Il libro di Mario Di Ciommo “Urgenza europea. Riscoprire l’idea di Europa, oltre le crisi” propone un’analisi su alcune delle scelte politiche più significative che hanno causato la crisi dell’Unione Europea, per provare a individuarne responsabilità e soluzioni.

di Claudia Giampietro

“Urgenza Europea. Riscoprire l’idea di Europa, oltre la crisi” è l’ultima pubblicazione di Mario Di Ciommo per Edizioni San Paolo. L’opera – la cui prefazione è firmata da Francesco Occhetta – è suddivisa in tre capitoli, arricchiti in chiusura da tre interviste rivolte all’economista Sr. Alessandra Smerilli, al Prof. Giuliano Amato e al Card. Angelo Bagnasco.

Si tratta di un testo di grande attualità, considerando le dinamiche in atto nel panorama europeo e mondiale di fronte alla minaccia del coronavirus e il recente annuncio dell’accordo di Brexit da parte del primo ministro britannico Boris Johnson e della presidente della Commissione europea Ursula Von der Leyen, che ha già scatenato numerose polemiche.

Nel primo capitolo viene discussa la crisi esistenziale dell’Europa, nelle sue diverse declinazioni, e si procede con l’identificazione delle ragioni di tale crisi. Un “percorso dentro l’attualità degli ultimi dieci-quindici anni dell’Unione europea: periodo in cui, quasi senza soluzione di continuità, c’è stato un susseguirsi di crisi (p.23)”. Se la crisi dei debiti sovrani ha avuto ripercussioni enormi a livello economico, sociale e politico, vi sono stati comunque dei passi in avanti della governance – a prescindere dalle resistenze di leader europei che hanno attuato manovre antieuropeiste.
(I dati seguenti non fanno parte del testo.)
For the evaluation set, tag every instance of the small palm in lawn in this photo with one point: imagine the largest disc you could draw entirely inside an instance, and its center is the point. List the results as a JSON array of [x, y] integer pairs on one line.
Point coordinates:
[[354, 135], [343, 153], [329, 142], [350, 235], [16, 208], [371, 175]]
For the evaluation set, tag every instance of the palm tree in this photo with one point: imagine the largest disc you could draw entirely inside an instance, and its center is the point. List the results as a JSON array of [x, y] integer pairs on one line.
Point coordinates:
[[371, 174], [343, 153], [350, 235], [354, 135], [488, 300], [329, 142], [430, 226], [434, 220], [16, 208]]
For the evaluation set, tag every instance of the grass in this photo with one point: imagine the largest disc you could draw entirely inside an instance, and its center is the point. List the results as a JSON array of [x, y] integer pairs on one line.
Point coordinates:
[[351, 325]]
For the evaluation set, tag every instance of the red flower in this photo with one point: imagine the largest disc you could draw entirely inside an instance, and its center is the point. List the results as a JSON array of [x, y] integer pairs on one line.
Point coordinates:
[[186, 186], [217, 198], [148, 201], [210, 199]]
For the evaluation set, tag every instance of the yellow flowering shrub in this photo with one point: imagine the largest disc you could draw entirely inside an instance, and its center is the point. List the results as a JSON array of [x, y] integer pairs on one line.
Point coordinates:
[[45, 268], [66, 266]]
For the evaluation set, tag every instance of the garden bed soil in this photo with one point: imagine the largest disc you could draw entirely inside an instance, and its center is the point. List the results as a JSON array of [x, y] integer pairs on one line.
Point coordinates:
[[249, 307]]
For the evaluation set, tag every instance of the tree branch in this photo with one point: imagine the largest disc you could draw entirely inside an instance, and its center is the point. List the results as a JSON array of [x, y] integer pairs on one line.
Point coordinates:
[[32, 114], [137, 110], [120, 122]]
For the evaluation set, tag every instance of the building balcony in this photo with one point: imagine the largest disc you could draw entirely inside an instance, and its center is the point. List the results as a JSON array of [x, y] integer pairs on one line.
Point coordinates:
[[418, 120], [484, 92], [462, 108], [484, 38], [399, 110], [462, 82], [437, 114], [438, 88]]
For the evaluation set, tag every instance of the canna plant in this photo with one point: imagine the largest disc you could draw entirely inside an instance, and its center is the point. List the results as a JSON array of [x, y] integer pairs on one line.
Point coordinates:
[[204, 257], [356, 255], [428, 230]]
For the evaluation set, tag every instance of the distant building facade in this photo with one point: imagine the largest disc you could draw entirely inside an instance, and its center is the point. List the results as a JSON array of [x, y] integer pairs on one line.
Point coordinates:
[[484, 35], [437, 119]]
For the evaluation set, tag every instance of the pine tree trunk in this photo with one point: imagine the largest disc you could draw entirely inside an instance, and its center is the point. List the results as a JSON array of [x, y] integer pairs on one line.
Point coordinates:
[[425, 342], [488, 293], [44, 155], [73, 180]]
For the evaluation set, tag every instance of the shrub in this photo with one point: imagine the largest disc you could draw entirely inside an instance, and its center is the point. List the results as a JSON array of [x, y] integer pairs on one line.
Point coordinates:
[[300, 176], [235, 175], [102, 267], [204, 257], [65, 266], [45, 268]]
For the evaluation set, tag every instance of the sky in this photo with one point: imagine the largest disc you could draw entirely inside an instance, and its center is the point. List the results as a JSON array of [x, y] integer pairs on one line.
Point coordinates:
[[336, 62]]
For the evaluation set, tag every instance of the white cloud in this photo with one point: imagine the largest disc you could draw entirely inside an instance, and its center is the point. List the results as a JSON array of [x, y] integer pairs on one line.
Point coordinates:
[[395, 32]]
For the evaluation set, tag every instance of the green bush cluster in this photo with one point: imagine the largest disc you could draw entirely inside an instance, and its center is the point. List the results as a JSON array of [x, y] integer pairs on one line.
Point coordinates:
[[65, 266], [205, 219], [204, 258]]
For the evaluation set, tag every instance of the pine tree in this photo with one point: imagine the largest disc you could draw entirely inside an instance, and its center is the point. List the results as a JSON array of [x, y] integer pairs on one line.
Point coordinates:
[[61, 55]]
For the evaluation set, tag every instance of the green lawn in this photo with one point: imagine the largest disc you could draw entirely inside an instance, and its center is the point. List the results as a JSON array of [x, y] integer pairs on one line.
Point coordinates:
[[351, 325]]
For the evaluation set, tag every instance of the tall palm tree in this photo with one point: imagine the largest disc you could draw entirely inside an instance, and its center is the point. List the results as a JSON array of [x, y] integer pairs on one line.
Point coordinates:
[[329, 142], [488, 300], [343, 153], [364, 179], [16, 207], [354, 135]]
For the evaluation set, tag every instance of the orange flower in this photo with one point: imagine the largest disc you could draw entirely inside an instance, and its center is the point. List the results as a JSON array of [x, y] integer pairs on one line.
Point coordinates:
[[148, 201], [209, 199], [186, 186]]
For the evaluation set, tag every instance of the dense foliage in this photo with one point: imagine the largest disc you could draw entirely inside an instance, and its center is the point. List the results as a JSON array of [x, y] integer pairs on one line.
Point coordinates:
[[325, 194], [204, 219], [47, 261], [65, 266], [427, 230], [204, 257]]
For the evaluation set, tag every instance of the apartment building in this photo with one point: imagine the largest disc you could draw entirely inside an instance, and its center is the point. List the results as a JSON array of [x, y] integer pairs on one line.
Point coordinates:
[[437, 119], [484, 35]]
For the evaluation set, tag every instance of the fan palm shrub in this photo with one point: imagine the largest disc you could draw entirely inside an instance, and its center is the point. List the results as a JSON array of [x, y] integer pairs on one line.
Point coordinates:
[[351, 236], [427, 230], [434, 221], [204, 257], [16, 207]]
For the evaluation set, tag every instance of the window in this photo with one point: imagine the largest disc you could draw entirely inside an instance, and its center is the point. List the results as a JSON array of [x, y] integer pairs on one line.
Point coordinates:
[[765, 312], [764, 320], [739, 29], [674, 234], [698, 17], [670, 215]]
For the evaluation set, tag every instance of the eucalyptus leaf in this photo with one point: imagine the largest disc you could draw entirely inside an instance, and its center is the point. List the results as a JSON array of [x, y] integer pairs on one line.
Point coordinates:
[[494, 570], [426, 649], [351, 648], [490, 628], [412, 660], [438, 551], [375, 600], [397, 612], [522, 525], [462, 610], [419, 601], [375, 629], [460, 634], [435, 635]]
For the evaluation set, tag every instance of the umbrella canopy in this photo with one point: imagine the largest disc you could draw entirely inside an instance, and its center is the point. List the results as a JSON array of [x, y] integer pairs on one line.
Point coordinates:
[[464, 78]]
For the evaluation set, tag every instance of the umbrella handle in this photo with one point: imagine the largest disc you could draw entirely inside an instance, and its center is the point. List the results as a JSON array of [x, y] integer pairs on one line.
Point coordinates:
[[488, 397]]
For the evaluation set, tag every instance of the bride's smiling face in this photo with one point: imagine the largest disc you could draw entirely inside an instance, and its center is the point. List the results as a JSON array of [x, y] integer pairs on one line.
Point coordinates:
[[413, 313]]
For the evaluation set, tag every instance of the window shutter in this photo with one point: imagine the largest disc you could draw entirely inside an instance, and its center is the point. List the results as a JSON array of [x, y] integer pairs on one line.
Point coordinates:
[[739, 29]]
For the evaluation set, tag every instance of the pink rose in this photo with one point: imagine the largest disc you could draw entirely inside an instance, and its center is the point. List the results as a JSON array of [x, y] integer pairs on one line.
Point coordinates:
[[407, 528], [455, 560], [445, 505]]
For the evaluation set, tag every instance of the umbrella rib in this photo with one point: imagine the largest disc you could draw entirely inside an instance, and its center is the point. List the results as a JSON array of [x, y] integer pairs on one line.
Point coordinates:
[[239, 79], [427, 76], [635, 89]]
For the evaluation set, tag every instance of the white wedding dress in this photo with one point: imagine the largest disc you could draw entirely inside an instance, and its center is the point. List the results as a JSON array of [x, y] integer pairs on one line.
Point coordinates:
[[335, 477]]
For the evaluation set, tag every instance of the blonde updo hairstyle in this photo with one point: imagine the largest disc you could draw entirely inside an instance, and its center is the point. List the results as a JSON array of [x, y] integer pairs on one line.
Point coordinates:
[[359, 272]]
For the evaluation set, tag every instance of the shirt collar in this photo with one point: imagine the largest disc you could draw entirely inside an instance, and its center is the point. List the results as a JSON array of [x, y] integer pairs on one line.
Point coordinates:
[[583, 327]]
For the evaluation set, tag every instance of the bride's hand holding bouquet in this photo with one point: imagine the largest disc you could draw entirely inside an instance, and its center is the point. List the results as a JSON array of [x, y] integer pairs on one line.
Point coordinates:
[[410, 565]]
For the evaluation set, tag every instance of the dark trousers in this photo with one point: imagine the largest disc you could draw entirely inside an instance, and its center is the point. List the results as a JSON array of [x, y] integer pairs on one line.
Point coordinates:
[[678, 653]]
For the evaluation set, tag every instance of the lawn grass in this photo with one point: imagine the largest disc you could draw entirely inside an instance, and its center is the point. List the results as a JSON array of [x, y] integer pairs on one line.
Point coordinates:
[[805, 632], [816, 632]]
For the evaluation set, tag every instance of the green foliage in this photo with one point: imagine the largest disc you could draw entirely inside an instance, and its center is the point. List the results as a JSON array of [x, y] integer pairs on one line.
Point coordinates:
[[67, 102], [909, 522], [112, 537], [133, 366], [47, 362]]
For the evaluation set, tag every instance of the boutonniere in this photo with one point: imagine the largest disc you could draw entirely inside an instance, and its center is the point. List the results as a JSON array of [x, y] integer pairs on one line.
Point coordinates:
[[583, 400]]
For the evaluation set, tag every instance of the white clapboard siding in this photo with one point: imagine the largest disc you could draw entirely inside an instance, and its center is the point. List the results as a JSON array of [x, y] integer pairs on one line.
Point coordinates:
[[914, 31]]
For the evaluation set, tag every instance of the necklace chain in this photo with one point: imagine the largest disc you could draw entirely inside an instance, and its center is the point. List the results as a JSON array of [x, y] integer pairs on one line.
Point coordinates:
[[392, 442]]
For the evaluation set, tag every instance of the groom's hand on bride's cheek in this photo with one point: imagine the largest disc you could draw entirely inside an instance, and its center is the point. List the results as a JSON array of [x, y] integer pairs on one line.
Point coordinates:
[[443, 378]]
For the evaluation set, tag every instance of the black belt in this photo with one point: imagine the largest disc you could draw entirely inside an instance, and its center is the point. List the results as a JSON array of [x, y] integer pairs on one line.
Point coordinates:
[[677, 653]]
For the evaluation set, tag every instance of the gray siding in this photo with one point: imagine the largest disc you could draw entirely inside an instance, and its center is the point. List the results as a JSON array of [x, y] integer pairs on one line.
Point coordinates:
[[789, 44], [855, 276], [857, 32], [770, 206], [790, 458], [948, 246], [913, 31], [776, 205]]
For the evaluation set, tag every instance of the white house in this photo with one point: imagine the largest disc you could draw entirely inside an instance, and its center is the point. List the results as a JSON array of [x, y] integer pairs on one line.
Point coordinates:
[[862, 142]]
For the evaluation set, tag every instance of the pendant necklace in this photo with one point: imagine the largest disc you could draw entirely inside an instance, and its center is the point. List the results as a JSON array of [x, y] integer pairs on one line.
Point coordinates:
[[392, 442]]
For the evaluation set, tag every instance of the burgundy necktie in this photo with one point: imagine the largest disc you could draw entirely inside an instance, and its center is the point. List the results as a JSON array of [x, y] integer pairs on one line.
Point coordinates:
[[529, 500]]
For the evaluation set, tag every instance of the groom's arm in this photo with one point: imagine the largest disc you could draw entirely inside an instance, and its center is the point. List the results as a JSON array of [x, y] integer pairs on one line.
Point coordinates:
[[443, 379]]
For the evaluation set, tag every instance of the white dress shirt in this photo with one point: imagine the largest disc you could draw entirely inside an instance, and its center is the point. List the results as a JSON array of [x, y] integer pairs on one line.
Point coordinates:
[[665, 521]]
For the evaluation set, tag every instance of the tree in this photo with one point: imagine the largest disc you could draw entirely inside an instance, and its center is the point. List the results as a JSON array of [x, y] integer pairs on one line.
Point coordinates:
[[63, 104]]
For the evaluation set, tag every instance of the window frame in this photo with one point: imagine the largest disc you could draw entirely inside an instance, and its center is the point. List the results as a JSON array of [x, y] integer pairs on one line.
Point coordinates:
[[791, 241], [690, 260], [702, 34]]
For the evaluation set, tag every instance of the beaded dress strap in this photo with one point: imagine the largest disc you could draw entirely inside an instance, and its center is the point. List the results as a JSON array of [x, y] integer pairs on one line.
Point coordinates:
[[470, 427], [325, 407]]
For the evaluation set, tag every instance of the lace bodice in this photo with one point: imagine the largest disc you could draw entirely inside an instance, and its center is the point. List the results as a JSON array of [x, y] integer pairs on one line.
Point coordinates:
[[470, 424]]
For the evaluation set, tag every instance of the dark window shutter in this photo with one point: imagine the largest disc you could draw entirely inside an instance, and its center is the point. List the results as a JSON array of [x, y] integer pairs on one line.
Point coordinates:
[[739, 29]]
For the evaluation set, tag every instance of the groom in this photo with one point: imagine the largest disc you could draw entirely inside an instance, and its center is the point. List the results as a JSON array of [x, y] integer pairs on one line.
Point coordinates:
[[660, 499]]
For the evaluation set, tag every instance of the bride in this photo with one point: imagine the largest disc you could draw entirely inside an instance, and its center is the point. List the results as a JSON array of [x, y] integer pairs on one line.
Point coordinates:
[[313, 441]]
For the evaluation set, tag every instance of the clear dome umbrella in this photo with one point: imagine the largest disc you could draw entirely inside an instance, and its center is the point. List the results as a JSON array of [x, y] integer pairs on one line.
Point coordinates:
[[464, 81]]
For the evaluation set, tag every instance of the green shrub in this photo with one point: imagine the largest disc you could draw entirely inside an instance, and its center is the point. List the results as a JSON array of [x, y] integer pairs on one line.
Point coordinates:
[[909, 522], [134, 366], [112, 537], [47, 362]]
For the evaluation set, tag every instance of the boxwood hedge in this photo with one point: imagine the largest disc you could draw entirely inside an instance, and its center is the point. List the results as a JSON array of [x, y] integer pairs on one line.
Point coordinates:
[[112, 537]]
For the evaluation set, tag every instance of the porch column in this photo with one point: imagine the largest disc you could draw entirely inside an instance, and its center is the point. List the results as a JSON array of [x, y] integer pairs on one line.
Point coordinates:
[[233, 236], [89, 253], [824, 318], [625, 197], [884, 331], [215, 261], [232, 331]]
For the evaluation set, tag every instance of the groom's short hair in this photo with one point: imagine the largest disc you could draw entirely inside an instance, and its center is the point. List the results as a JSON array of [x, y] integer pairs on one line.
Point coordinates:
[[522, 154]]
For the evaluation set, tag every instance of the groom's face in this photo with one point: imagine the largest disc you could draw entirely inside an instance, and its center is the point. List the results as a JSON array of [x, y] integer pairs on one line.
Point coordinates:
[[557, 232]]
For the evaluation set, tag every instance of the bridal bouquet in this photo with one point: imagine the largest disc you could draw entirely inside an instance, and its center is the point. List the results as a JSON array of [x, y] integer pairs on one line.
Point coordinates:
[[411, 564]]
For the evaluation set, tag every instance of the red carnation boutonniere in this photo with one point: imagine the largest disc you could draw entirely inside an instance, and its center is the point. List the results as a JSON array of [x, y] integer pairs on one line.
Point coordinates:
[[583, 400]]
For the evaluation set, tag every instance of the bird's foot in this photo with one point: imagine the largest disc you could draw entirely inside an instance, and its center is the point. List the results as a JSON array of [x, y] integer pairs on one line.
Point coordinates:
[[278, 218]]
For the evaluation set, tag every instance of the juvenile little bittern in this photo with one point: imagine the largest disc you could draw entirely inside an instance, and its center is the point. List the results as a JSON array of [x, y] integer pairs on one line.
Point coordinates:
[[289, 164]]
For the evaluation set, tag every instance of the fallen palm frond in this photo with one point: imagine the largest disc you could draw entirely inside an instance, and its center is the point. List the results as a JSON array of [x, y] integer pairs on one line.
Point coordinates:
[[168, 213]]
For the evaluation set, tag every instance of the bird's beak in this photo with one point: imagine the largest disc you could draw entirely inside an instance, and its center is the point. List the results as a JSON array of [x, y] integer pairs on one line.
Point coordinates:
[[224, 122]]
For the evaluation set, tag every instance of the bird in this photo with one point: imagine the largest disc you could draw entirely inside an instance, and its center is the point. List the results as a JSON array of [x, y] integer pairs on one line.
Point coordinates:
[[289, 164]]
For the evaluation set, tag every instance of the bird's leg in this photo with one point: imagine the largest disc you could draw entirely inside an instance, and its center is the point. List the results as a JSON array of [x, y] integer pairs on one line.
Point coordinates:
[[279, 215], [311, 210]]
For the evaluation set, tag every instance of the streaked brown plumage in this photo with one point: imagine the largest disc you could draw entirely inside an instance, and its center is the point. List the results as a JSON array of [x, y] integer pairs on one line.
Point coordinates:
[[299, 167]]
L’opera conduce a una lettura in chiave nuova di alcuni ruoli fondamentali, come quello della Cancelliera tedesca Angela Merkel, da sempre “campionessa di un intergovernamentalismo guidato dal faro degli interessi nazionali del Paese” (p.44).

Agli occhi di un lettore o una lettrice che ammiri il percorso formativo e politico della Merkel, considerare con maggiore attenzione l’impatto delle sue politiche di austerity sul panorama europeo non può non destare una certa preoccupazione.

La gestione da parte dell’Unione Europea dell’emergenza migranti viene collegata alle minacce rappresentate da Brexit e dagli USA di Trump.

Quando l’autore passa ad esaminare la crisi dell’ordine liberale occidentale, si comprendono meglio i rischi di togliere spazio alla politica per lasciarlo all’economia e alla finanza (p.78). È in questo contesto che si è andato affermando il fenomeno politico del populismo.

Mario Di Ciommo, Urgenza europea. Riscoprire l’idea di Europa oltre le crisi, Edizioni San Paolo 2020, pp. 224, euro 18,00

Copertina libro Mario Di Ciommo Urgenza europea

Come si evince dal secondo capitolo, l’integrazione economica non è sufficiente per il processo di riforma politica dell’Europa. Nel passaggio tra le elezioni europee 2014 e 2019, si è potuto constatare che l’Europa è al centro del consolidamento dell’alternativa tra partiti mainstream e anti-establishment (p. 102).

Rinnovare il dibattito politico europeo significa affrontare l’affermazione del populismo e la frammentazione con la risposta europeista al bisogno di identità.

Come ci ricorda l’autore, abbiamo un’occasione d’oro per avviare questa riflessione, dato che il 2020 scandisce l’inizio della Conferenza sul futuro dell’Europa che si protrarrà per due anni.

Nel terzo capitolo l’autore si interroga su come ripensare l’europeismo e discute quanto sia fondamentale maturare una coscienza politica europea (p.162) e recuperare i valori fondativi della nostra Europa. È senz’altro brillante e quanto mai necessaria l’idea di attivare un corso europeo di educazione civica (p.172) che aiuti a coltivare la speranza in un maggiore impegno delle nuove generazioni.

Leggendo questo libro, si evince la necessità di ridare un’anima all’Europa – e vengono in mente le belle pagine scritte da Rob Riemen in “To Fight Against this Age”, in cui si prova ad immaginare il ritorno della principessa fenicia Europa il cui desiderio è appunto condividere la propria anima con i cittadini europei.